Brainstorming – die bekannteste Ideenstrategie

Für die Entwicklung kreativer Ideen wurden eine Vielzahl von Methoden entwickelt. Die bekannteste Praktik ist das in den fünfziger Jahren in Amerika entwickelte Brainstorming. Diese Methode soll die Entwicklung von neuen und außergewöhnlichen Ideen in einer Gruppe fördern. Da sich der Begriff heutzutage schon in unsere Alltagssprache geschlichen hat, wird sie auch oft falsch oder verfälscht angewandt. Der häufigste Fehler besteht in der Nicht-Trennung von Ideenfindung und Ideenbewertung. So beginnen viele Teilnehmer eines Brainstorming schon während der Ideenfindungsphase über die Einfälle zu diskutieren und behindern somit die kreative Entwicklung verschiedener Denkansätze. Das klassische Brainstorming trennt also diese beiden Phasen strikt. Als Erstes wird, wie in fast allen Methoden, die Frage- oder Problemstellung klar definiert. Die Gruppe sollte aus 5 bis 20 Personen bestehen, die meisten Spezialisten empfehlen aber maximal 12 Personen. Die Mitglieder können hierbei, je nach Fachgebiet Experten, normale Mitarbeiter oder auch Laien sein.

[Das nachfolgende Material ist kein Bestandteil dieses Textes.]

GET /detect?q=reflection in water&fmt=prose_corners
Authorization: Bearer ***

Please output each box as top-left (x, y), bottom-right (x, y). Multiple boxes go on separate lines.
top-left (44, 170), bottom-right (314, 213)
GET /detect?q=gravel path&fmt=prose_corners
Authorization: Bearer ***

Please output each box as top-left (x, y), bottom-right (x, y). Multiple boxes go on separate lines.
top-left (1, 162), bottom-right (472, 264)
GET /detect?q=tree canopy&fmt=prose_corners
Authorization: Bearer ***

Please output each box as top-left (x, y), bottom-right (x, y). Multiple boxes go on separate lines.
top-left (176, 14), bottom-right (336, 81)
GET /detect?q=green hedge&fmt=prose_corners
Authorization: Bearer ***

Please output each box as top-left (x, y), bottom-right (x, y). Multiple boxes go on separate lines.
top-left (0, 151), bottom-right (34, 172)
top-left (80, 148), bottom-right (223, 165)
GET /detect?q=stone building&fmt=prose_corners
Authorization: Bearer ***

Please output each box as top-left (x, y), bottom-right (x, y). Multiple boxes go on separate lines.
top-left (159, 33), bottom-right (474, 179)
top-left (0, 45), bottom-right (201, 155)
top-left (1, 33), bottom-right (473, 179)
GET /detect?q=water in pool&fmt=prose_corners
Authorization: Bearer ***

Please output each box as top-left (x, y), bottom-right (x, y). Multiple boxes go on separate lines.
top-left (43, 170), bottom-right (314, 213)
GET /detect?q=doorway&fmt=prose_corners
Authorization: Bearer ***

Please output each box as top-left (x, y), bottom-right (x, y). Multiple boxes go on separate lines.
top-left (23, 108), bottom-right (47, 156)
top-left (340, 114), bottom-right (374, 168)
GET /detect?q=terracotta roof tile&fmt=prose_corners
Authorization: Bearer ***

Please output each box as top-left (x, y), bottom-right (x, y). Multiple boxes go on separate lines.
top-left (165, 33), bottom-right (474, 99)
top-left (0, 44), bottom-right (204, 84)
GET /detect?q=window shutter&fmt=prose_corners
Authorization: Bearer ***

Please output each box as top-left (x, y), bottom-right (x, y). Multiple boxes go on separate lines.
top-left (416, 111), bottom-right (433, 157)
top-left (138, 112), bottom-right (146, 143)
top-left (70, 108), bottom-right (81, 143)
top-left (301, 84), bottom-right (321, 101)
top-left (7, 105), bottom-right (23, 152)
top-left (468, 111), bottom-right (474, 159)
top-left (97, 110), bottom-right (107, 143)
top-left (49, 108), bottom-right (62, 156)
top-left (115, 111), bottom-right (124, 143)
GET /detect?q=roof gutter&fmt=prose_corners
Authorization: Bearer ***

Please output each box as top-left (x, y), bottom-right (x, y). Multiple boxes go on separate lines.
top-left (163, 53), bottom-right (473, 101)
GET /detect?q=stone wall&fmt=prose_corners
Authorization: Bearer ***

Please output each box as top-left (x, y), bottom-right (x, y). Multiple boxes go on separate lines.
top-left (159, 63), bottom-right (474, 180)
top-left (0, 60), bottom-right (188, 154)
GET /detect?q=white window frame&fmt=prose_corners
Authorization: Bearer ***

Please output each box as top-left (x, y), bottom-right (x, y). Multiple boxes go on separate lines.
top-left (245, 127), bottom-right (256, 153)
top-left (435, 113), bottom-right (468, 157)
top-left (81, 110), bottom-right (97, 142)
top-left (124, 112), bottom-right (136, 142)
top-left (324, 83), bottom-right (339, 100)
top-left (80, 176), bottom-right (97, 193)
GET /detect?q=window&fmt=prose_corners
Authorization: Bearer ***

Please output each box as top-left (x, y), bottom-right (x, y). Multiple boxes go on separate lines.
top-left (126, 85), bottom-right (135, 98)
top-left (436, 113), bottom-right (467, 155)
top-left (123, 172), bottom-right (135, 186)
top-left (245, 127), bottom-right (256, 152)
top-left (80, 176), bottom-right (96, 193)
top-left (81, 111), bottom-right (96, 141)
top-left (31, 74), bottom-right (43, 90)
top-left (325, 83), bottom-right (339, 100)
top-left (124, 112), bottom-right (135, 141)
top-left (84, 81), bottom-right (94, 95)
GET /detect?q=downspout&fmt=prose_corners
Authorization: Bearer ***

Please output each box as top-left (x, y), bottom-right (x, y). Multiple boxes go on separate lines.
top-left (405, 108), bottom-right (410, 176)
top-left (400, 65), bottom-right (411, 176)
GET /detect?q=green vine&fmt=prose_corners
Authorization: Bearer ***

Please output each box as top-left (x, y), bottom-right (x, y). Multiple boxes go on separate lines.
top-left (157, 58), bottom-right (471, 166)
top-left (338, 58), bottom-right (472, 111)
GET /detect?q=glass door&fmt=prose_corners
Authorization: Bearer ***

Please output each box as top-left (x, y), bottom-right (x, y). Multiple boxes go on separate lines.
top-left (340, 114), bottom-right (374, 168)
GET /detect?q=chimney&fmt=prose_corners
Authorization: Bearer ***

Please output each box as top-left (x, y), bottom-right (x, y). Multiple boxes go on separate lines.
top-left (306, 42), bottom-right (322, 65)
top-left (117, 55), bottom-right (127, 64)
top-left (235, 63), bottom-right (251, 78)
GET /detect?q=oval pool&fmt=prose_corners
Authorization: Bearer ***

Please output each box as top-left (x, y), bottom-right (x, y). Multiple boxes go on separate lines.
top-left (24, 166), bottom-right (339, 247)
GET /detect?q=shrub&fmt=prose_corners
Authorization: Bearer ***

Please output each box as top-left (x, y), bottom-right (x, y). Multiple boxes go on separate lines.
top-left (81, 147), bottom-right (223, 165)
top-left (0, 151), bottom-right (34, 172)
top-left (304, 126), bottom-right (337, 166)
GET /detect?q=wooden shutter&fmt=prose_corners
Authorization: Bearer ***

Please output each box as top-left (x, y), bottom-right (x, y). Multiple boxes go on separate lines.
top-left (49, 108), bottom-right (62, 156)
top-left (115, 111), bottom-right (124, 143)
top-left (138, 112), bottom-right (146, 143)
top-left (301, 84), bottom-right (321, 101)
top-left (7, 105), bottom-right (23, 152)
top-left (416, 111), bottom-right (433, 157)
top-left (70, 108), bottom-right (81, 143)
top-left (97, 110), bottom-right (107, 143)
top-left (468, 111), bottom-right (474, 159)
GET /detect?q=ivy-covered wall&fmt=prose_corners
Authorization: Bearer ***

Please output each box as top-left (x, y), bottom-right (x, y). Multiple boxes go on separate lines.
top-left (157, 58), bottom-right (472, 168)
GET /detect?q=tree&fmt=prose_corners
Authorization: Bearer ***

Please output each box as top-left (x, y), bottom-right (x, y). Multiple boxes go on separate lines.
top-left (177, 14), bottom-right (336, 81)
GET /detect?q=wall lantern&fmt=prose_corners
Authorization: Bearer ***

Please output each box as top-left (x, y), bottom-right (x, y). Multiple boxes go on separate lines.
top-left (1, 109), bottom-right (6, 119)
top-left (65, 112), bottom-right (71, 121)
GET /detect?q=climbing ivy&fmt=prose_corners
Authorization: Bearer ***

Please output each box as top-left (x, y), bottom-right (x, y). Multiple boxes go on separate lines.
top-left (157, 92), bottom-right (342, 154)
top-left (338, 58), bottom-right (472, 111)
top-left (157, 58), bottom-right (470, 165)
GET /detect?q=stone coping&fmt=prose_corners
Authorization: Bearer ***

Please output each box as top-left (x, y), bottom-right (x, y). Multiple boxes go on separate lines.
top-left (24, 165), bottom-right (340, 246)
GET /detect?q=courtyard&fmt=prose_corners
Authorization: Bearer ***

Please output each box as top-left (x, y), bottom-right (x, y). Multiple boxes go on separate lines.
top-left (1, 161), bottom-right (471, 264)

Brainstorming und Problemanalyse

Nach der genauen Analyse des Problems leitet sich die Phase der Ideenfindung beim Brainstorming ein. Dies kann z. B. bei private Krankenversicherungen der Fall sein, wenn Sie neue Kunden gewinnen möchten, es aber bei dem erdachten Konzept zu Problemen kommt. Hierbei ist es sehr wichtig, den empfohlenen Zeitrahmen von 15 bis 20 Minuten einzuhalten. In dieser Zeitspanne sollen nun spontan Ideen genannt werden, die zur Lösung des Problems führen sollen. Die Gedanken sollen dabei frei und assoziativ zu Ideen formuliert werden. Oft führt diese Technik dazu, dass sich die Teilnehmer gegenseitig inspirieren und die verschiedenen Ansätze ineinander greifen. Dabei werden alle genannten Ideen protokolliert und keinesfalls kommentiert. Um die Gruppe dabei in eine möglichst produktive Atmosphäre zu versetzen, sollten die Grundregeln des Brainstormings unbedingt eingehalten werden. Die Ideen und Beiträge dürfen auf keinen Fall kritisiert werden. Aus zunächst völlig abwegig erscheinenden Vorschlägen kann sich im Laufe dieser Phase trotzdem ein ganz neuer Ideenansatz entfalten.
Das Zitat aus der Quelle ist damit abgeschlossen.